Three members of a Canadian ice hockey team will receive $2.25 million in compensation for injuries suffered in 2005 in a fatal New York bus crash.
Windsor Wildcats players Carly Labadie and Tory Gault, along with assistant coach Jason Mailloux, will split the compensation following a six-day jury trial in New York state.
Labadie was awarded $1 million in damages, Gault $500,000 and Mailloux $750,000. All three were found to have suffered personal injuries as well as post-traumatic stress disorder.
The team’s injury lawyer, Moshe Horn, said: “The verdict demonstrates how seriously the jury was moved by the experiences of having witnessed the deaths of their close friends and teammates.
“While (they) were fortunate to have survived the crash, their lives haven’t been the same since.”
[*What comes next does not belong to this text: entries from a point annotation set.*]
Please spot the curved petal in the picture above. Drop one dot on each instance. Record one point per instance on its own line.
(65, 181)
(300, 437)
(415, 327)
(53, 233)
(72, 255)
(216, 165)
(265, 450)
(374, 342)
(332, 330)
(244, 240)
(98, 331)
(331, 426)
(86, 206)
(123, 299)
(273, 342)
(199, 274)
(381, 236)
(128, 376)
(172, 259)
Four people died in the accident on 29 January, 2005, which happened when a bus taking the Wildcats Intermediate BB Women’s hockey team to a ski hill in New York smashed into a tractor-trailer illegally parked on the side of Interstate 390. A further 16 people were injured.
The force of the impact almost sliced the bus in half, with the driver’s side mostly surviving intact while the other side was obliterated.
Bus company Coach Canada admitted liability for 90 per cent of the crash and the company that owned the tractor-trailer, J&J Hauling Inc, took responsibility for the remaining 10 per cent.
Several other compensation claims involving members of the team are still awaiting trial.